- The Washington Times - Monday, September 19, 2005

FLAT TAX REVOLUTION: USING A POSTCARD TO ABOLISH THE IRS

By Steve Forbes

Regnery Publishing,

$24.95, 218 pages

If you read only one book between now and the end of the year, read this one. It will change the way you think about taxation. Common sense, clearly stated, jumps off nearly every one of its 158 pages of text (not counting several useful appendixes).

Publisher Steve Forbes is no newcomer to the idea of a flat tax that would do away with the 9-million-word federal tax code, filled as it is with deductions, credits, exemptions, brackets and confusion. The flat tax is simplicity itself. It would, he writes, “eliminate the possibility of setting up complicated tax avoidance schemes.” He quotes former House Majority Leader Dick Armey as saying, “The flat tax would have a chilling effect on the lobbying industry and would transform the political culture in Washington.”

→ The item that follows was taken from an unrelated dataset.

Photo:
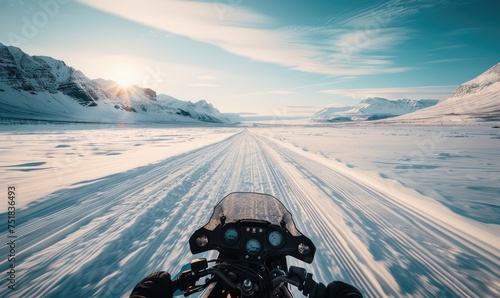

Twice in losing campaigns for the Republican presidential nomination he plugged the flat tax, although his losses had almost nothing to do with that proposal. It is an axiom in politics that one should not make a major new idea the centerpiece of one’s campaign, for the vagaries of politics make it impossible for the idea to be properly absorbed and debated.

Mr. Forbes is much better able to campaign for the flat tax today, away from partisan politics. Recently in Australia for a conference, he lobbied Prime Minister John Howard to adopt the concept.

In 1962, economists Milton and Rose Friedman first proposed a flat-rate income tax. In the 1980s, economists Alvin Rabushka and Robert Hall devoted a book to it. Now comes Mr. Forbes with an updated, comprehensive and convincing argument for it.

Congressional efforts to reform the federal tax system can end up doing more harm than good, he says. Even Ronald Reagan’s celebrated 1981 and 1986 tax reform bills were treated by lobbyists as “Christmas trees” on which to add “ornaments” benefiting particular clients. Last year’s American Jobs Creation Act may be the worst example. It set out to abolish a $5 billion annual export subsidy, but ended up adding $140 billion in tax breaks, including $8 million for bow-and-arrow manufacturers. Wags called it the No Lobbyist Left Behind Act.

Mr. Forbes says the maze of tax breaks creates different liabilities for people with similar incomes. And, the misnamed Alternative Minimum Tax (really the Alternative Maximum Tax), passed in the Lyndon Johnson days to catch a handful of wealthy citizens who escaped taxes through shelters, now forces millions of middle-class families to pay ever higher taxes.

Complying with this crazy quilt costs the American public $200 billion a year, according to the Office of Management and Budget’s estimate.

What to do about this mess? A commission appointed by President Bush is wrestling with this question. Reportedly, it is working to simplify the tax code, a noble but ultimately fruitless effort. The panel is said to be considering a Value Added Tax (VAT), beloved by European governments, as a substitute for the income tax. VATs have a way of creeping up and up wherever they are used. A third idea is a consumption tax, to replace the income tax. This would reward savings, but would almost certainly lead Congress to grant ever more exemptions, rebates and “adjustments,” rendering it a mess.

The flat tax suffers from none of these ills. It could become law by an act of Congress.

Mr. Forbes calls for a flat rate of 17 percent on income over $46,165 for a family of four (each adult taxpayer would get a $13,200 exemption). Fiscal Associates, the economic forecasters Mr. Forbes has used for make his flat tax model, predicts new asset growth of $6 trillion within 10 years and $892 billion in new payroll taxes because of expanded economic activity. Double taxation would be eliminated from dividends and Social Security benefits would be freed from tax liability.

The book’s charts are easy to understand. One shows a comparison of tax amounts owed in various income categories today versus what would be owed under a flat tax. In all cases, the flat system results in tax cuts. This, even though virtually all present deductions (such as home mortgage interest) would be eliminated.

Mr. Forbes devotes several pages to critics’ arguments and answers each clearly and concisely. Simple, fair, money-saving, growth-generating — all are attributes of the system the author champions with logic and an upbeat style.

The only flaw: Those leery of the flat-tax system, once enacted, could opt for staying with the old system. This may be designed to mute criticism; nevertheless, it defeats two major objectives of the flat tax: eliminating the tax code and all those IRS bureaucrats.

Peter Hannaford is the author of “Recollections of Reagan”(www.imagesfromthepast.com).